* January nonfarm payrolls 151,000 vs 190,000 est
* Average hourly earnings rise 0.5 pct
* LinkedIn, Tableau Software slide on weak forecasts
* Amazon, Facebook, Microsoft drag on Nasdaq, S&P
* Indexes down: Dow 1.24 pct, S&P 1.71 pct, Nasdaq 2.74 pct (Updates to early afternoon)
By Tanya Agrawal
Feb 5 (Reuters) - Wall Street was sharply lower on Friday after the January U.S. jobs report appeared to keep alive the prospect of a Fed rate hike this year and tech stocks sold off heavily.
Nonfarm payrolls increased by 151,000 jobs last month, below the 190,000 expected by economists polled by Reuters as the boost to hiring from unseasonably mild weather faded.
Despite the expected slowdown in job growth, the unemployment rate fell to 4.9 percent, the lowest since February 2008, and average hourly earnings increased 0.5 percent, suggesting the labor market recovery remains firm.
“That ... serves as a caution to markets that it is too early to take a Federal Reserve March hike completely off the table,” said Mohamed El-Erian, chief economic adviser at Allianz, Newport Beach, California.
Adding to the negative sentiment for the day, technology stocks sold off heavily following weak forecasts from LinkedIn and Tableau Software.
Big names such as Amazon, Facebook and Microsoft were among the biggest drags on the Nasdaq and the S&P 500.
At 11:44 a.m. ET (1644 GMT), the Dow Jones industrial average was down 203.81 points, or 1.24 percent, at 16,212.77, the S&P 500 was down 32.68 points, or 1.71 percent, at 1,882.77 and the Nasdaq Composite index was down 123.66 points, or 2.74 percent, at 4,385.90.
Nine of the 10 major sectors were lower, with the technology index’s 2.92 percent fall leading the decliners.
Federal Reserve Chair Janet Yellen has said the economy needs to create just under 100,000 jobs a month to keep up with growth in the working-age population.
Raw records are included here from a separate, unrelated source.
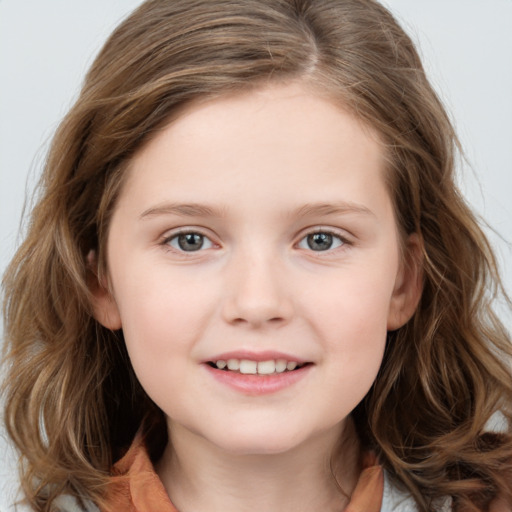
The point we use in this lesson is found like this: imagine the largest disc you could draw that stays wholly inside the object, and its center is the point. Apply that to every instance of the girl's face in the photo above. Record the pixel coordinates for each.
(257, 231)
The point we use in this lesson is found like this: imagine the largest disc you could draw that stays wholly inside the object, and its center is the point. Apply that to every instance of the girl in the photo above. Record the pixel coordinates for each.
(250, 282)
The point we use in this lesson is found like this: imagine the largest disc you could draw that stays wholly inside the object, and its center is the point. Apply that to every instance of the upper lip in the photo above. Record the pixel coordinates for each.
(265, 355)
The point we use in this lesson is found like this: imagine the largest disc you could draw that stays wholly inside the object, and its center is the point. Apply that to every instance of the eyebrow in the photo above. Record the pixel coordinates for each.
(202, 210)
(182, 209)
(337, 208)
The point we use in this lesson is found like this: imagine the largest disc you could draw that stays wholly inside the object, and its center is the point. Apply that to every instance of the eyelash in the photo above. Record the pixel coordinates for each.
(343, 241)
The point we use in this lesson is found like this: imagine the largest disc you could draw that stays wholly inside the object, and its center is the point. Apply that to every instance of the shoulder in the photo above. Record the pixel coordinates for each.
(397, 500)
(66, 503)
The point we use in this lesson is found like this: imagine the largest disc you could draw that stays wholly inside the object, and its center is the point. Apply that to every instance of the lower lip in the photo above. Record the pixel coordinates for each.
(255, 385)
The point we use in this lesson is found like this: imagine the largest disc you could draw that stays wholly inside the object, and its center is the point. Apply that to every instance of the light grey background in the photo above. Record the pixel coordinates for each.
(46, 47)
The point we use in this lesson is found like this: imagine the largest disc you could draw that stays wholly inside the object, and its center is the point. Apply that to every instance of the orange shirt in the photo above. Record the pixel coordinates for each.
(137, 487)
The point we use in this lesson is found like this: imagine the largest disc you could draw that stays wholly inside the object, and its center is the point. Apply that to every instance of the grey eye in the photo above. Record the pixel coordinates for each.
(320, 241)
(190, 242)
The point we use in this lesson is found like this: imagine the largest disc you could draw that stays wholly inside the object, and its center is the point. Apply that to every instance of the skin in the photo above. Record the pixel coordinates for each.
(259, 168)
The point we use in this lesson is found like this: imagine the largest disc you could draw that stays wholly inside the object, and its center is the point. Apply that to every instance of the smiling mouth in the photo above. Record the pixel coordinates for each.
(248, 367)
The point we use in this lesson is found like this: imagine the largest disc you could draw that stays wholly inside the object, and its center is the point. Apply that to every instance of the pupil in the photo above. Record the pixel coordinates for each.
(319, 241)
(190, 242)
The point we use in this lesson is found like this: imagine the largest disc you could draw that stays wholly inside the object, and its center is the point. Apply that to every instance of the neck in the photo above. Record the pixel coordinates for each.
(202, 478)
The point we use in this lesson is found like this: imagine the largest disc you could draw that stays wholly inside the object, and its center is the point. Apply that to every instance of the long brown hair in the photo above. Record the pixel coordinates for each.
(73, 403)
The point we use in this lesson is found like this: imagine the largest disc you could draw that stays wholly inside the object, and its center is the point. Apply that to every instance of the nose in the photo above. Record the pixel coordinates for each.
(257, 293)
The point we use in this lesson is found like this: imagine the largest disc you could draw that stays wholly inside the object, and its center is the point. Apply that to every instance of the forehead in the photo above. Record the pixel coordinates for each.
(294, 139)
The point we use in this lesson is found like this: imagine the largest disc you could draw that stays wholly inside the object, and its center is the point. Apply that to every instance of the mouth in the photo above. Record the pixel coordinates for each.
(251, 367)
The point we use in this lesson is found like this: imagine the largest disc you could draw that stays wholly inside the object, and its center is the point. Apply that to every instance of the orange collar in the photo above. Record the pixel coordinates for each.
(137, 488)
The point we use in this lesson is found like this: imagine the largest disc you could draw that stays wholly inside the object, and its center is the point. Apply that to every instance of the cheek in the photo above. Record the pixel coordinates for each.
(162, 313)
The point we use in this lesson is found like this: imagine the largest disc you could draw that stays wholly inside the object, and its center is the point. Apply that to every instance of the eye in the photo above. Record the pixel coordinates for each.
(321, 241)
(189, 242)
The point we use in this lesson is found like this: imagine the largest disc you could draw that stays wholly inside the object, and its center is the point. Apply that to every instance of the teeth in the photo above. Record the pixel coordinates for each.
(280, 366)
(233, 364)
(248, 367)
(266, 367)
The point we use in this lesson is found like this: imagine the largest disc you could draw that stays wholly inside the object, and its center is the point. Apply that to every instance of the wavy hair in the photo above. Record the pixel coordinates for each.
(73, 403)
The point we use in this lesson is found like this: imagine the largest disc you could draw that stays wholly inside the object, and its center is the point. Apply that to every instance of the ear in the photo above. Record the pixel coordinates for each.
(104, 306)
(408, 284)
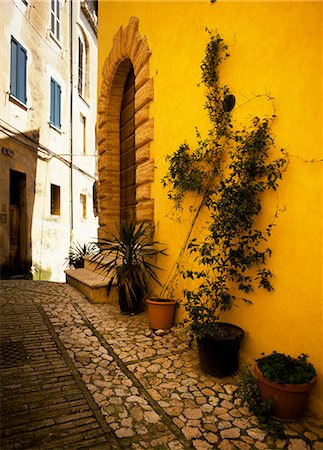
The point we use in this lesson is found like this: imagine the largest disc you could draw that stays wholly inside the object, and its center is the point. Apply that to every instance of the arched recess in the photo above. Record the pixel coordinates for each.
(129, 50)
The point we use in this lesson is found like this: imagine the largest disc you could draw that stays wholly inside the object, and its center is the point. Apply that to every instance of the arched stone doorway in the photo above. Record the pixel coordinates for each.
(130, 52)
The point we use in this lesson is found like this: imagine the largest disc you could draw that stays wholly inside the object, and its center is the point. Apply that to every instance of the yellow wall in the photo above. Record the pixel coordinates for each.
(276, 48)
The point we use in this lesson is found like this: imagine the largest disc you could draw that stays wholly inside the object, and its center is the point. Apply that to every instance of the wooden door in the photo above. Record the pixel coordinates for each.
(15, 262)
(127, 152)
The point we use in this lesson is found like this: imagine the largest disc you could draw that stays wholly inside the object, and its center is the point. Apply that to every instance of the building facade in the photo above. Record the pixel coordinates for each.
(275, 52)
(48, 94)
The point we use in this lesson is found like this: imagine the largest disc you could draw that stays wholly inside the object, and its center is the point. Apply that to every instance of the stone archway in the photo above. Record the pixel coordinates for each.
(129, 48)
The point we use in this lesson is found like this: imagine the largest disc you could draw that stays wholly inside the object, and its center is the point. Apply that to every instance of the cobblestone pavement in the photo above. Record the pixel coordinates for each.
(79, 375)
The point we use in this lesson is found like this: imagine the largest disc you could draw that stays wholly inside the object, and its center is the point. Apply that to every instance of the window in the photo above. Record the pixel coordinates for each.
(83, 133)
(55, 200)
(18, 71)
(81, 69)
(55, 103)
(83, 205)
(55, 18)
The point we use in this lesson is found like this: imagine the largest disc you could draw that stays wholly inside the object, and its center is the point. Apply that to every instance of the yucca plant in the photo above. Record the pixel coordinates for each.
(128, 259)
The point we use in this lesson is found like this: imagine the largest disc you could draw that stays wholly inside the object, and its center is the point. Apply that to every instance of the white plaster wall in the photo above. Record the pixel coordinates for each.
(47, 58)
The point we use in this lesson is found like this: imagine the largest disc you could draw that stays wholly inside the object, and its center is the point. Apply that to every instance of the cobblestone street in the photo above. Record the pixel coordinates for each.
(79, 375)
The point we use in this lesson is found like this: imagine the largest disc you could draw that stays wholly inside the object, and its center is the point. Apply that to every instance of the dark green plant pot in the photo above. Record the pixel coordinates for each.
(219, 356)
(135, 307)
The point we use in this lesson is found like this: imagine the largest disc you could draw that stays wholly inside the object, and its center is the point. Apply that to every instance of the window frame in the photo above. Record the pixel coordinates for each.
(83, 202)
(18, 71)
(55, 19)
(81, 67)
(55, 104)
(55, 200)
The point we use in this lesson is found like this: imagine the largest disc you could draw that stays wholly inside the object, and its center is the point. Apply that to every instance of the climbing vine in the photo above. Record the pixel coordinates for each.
(229, 171)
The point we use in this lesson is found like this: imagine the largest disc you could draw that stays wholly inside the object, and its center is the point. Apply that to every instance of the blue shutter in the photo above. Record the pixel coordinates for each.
(13, 67)
(55, 103)
(52, 101)
(59, 93)
(18, 71)
(22, 66)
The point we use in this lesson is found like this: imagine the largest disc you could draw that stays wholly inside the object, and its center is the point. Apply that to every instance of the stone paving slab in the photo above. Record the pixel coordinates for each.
(42, 404)
(148, 388)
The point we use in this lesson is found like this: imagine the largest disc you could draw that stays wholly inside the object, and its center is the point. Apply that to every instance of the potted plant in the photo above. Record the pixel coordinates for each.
(128, 259)
(228, 172)
(287, 381)
(161, 312)
(77, 251)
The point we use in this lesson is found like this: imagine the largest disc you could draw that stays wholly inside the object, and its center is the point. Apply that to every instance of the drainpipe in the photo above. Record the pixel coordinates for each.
(71, 123)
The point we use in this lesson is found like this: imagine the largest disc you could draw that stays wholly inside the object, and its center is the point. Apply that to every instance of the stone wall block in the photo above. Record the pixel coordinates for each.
(145, 133)
(142, 77)
(141, 116)
(142, 154)
(145, 211)
(144, 95)
(145, 172)
(143, 192)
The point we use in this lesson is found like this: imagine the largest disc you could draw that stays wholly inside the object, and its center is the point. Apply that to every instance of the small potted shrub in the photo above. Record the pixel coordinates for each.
(287, 381)
(129, 261)
(77, 251)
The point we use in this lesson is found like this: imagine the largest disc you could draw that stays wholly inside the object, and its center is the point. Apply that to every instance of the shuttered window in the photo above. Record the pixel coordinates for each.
(55, 103)
(18, 71)
(81, 69)
(55, 19)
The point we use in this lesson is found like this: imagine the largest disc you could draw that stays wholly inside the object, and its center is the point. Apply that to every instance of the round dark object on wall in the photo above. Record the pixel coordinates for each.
(229, 102)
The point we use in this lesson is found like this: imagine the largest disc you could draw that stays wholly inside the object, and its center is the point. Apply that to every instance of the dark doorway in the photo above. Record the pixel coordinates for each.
(18, 224)
(127, 151)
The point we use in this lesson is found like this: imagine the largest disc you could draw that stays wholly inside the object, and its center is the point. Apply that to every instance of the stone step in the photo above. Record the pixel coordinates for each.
(92, 284)
(95, 266)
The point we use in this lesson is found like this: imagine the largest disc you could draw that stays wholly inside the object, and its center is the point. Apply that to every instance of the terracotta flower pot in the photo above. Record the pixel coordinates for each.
(161, 313)
(290, 400)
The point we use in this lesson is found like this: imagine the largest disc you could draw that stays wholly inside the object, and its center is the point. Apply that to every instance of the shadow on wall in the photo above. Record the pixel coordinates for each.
(18, 160)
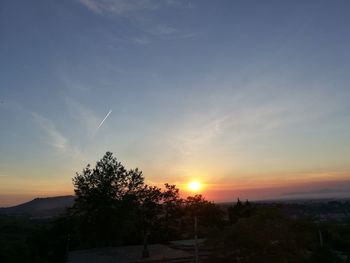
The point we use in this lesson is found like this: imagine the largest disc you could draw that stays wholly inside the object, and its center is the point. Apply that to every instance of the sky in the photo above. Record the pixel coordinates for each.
(250, 98)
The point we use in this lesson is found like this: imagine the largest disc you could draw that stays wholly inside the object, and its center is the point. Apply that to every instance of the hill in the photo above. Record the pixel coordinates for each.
(40, 207)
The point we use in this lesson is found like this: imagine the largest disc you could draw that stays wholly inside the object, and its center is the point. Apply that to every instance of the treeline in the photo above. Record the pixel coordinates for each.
(113, 206)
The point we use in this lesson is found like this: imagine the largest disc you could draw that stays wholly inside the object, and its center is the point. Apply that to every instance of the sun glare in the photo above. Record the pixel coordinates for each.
(194, 186)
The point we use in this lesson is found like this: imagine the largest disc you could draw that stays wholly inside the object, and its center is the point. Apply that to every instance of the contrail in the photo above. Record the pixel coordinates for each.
(110, 111)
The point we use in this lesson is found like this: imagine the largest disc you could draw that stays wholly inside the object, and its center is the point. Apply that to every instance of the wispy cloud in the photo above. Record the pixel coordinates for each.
(54, 137)
(99, 126)
(85, 117)
(123, 7)
(136, 13)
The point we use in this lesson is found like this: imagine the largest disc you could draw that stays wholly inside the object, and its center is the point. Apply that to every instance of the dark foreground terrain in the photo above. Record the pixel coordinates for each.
(299, 231)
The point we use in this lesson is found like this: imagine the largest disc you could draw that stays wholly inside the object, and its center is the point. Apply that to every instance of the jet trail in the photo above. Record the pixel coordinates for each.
(110, 111)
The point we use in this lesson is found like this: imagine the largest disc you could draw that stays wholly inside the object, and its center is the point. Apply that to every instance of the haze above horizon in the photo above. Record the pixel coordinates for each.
(249, 99)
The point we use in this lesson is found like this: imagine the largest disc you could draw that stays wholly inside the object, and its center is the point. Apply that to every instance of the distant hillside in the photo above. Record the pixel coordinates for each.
(41, 207)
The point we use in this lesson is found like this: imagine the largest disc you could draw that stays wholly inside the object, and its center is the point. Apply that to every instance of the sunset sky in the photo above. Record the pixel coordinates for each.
(250, 98)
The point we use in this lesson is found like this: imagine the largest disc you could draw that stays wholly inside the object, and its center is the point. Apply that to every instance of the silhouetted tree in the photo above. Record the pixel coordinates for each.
(172, 213)
(106, 201)
(239, 210)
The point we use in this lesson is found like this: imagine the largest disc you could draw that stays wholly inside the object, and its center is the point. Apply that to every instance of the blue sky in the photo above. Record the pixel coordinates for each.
(236, 94)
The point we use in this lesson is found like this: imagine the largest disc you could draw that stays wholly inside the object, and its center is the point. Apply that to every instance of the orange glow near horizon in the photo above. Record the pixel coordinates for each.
(194, 186)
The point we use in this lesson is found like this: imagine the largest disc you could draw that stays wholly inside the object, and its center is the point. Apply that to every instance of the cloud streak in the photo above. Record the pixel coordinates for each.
(55, 138)
(99, 126)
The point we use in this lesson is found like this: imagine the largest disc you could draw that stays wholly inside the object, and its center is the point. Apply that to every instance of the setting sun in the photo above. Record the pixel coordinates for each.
(194, 186)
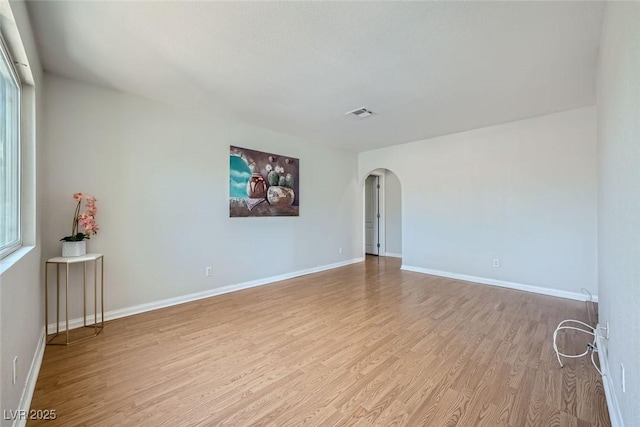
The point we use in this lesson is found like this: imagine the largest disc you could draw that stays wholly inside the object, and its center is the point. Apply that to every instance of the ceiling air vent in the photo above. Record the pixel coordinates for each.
(361, 113)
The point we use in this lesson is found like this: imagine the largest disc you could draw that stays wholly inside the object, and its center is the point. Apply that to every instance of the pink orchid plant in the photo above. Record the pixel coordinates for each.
(86, 219)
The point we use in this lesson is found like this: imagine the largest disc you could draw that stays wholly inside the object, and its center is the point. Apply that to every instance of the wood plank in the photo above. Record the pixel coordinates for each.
(366, 344)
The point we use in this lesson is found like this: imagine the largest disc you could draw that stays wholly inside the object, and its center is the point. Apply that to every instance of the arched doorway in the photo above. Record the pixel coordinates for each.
(382, 214)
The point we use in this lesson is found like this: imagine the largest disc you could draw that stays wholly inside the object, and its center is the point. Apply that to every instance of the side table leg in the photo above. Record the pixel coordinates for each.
(58, 299)
(66, 304)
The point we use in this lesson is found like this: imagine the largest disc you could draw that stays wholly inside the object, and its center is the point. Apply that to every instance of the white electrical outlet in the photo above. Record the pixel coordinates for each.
(15, 370)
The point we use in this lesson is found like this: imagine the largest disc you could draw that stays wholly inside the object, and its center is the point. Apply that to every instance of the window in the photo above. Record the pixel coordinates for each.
(10, 236)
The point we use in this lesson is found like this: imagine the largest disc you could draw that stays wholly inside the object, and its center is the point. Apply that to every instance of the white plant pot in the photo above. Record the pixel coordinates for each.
(74, 248)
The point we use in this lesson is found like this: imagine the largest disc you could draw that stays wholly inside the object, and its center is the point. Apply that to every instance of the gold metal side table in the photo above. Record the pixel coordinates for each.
(67, 261)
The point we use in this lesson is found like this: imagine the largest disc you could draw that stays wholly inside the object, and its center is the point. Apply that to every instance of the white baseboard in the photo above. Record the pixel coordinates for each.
(137, 309)
(609, 388)
(501, 283)
(30, 384)
(391, 254)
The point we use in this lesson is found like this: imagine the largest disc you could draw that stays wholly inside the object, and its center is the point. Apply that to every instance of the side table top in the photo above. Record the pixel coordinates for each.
(74, 259)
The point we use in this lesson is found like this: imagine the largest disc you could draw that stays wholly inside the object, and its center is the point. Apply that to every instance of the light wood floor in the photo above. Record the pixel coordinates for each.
(366, 344)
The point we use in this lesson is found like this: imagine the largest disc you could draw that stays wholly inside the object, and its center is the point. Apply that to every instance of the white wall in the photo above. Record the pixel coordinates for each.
(393, 213)
(524, 192)
(619, 198)
(21, 300)
(161, 176)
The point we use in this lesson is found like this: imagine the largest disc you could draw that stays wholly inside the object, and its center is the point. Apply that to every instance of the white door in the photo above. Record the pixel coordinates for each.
(371, 214)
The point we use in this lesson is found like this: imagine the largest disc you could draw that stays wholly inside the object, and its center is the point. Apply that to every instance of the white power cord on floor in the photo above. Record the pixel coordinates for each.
(577, 325)
(583, 327)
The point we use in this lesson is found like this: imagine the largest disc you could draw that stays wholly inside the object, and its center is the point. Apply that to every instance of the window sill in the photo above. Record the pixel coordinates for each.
(10, 260)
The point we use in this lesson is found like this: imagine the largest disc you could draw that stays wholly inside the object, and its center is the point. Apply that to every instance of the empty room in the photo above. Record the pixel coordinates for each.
(320, 213)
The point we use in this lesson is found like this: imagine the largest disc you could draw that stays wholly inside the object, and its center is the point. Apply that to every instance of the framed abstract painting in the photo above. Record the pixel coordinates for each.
(263, 184)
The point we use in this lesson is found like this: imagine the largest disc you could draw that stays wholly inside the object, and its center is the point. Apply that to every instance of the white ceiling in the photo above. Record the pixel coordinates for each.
(424, 68)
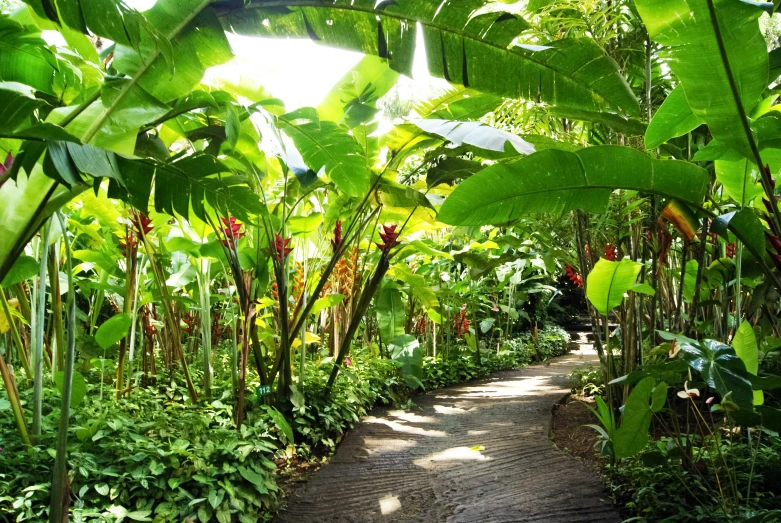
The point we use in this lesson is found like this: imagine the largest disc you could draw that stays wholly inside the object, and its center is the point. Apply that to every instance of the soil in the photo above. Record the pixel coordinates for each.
(569, 433)
(478, 452)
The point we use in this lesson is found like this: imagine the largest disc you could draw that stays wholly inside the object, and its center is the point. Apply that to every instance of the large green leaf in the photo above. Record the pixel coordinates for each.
(352, 100)
(608, 281)
(170, 59)
(476, 134)
(686, 29)
(747, 349)
(644, 400)
(390, 312)
(26, 57)
(719, 366)
(673, 118)
(24, 206)
(325, 145)
(556, 181)
(406, 350)
(467, 42)
(191, 183)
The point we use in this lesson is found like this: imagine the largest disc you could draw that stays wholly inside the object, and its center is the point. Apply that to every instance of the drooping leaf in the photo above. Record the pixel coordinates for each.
(475, 133)
(324, 145)
(556, 181)
(406, 350)
(686, 29)
(464, 45)
(390, 312)
(26, 57)
(719, 366)
(673, 118)
(24, 268)
(608, 281)
(644, 400)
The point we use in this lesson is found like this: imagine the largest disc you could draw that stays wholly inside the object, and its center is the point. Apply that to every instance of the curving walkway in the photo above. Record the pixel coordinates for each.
(474, 453)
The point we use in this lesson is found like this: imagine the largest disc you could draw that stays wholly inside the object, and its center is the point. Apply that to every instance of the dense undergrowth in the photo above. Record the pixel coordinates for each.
(152, 457)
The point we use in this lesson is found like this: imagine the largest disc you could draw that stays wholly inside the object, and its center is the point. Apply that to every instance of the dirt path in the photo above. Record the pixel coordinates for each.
(474, 453)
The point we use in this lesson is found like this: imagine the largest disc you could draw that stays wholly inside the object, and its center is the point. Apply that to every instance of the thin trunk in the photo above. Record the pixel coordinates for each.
(60, 499)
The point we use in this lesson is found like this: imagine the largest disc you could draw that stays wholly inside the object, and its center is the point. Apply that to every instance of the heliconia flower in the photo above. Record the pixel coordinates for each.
(281, 247)
(142, 223)
(337, 241)
(9, 160)
(574, 277)
(389, 237)
(674, 349)
(687, 392)
(231, 231)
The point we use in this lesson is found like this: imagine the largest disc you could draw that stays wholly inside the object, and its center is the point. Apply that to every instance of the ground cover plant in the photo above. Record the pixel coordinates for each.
(197, 282)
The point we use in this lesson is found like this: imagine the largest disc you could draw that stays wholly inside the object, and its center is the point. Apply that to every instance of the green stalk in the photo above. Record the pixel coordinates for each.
(13, 398)
(40, 311)
(204, 279)
(15, 336)
(58, 338)
(58, 512)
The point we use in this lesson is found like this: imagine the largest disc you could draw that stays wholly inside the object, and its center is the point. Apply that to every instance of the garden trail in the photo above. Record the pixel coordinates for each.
(478, 452)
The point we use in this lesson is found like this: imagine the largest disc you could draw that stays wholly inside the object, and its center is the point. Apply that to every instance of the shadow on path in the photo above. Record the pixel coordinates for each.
(473, 453)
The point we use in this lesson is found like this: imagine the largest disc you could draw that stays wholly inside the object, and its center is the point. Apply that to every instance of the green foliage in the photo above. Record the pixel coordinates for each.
(646, 398)
(587, 381)
(517, 352)
(608, 281)
(661, 485)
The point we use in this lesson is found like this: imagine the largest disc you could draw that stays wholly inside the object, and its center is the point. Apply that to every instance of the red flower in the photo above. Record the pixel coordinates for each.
(231, 231)
(281, 247)
(9, 160)
(142, 223)
(130, 241)
(574, 277)
(389, 237)
(337, 241)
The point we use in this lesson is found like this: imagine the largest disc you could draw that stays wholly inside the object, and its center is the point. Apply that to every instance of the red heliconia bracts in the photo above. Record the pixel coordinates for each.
(142, 223)
(337, 241)
(231, 231)
(281, 247)
(573, 276)
(389, 237)
(9, 160)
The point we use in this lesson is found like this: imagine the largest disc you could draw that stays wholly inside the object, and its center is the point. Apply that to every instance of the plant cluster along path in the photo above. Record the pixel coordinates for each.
(479, 452)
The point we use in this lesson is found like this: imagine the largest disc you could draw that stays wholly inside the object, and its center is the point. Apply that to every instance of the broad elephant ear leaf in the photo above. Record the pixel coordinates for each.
(719, 366)
(467, 42)
(406, 350)
(608, 281)
(691, 38)
(644, 400)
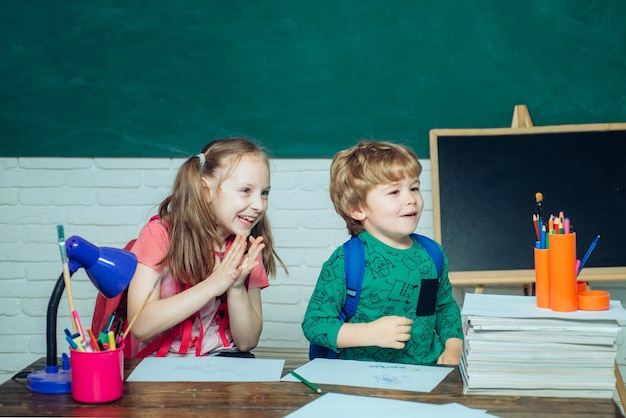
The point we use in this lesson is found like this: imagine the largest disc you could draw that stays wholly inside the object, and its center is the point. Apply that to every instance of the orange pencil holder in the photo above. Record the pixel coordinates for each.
(97, 377)
(542, 277)
(562, 261)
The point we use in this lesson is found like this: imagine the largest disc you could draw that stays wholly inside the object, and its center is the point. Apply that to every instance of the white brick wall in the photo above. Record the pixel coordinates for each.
(107, 201)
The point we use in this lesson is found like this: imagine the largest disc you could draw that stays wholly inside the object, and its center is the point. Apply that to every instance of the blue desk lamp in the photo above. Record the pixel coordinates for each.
(110, 270)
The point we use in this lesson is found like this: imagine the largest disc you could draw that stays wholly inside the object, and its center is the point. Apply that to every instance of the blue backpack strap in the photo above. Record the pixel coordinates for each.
(433, 250)
(354, 268)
Shortly after the jobs report, traders were pricing in one rate hike this year. Just before the report, no hikes were expected in 2016.
“The Fed I think is still very much in tightening mode. The financial turmoil may lead them to delay, but they’re still going to raising rates at some point,” said Scott Brown, chief economist at Raymond James in St. Petersburg, Florida.
Stocks have had a rough start to 2016, hurt by tepid U.S. growth, falling oil prices and concern that the world faces a China-led slowdown.
LinkedIn slumped 41.6 percent to $112.06, a day after the company’s revenue forecast missed estimates.
Tableau Software was down 47.6 percent at $42.87 after hitting an all-time low of $40.04.
Tyson Foods was up 9.74 percent at $57.01 after the biggest U.S. meat processor raised its full-year profit forecast.
Declining issues outnumbered advancing ones on the NYSE by 2,166 to 754. On the Nasdaq, 2,027 issues fell and 575 advanced.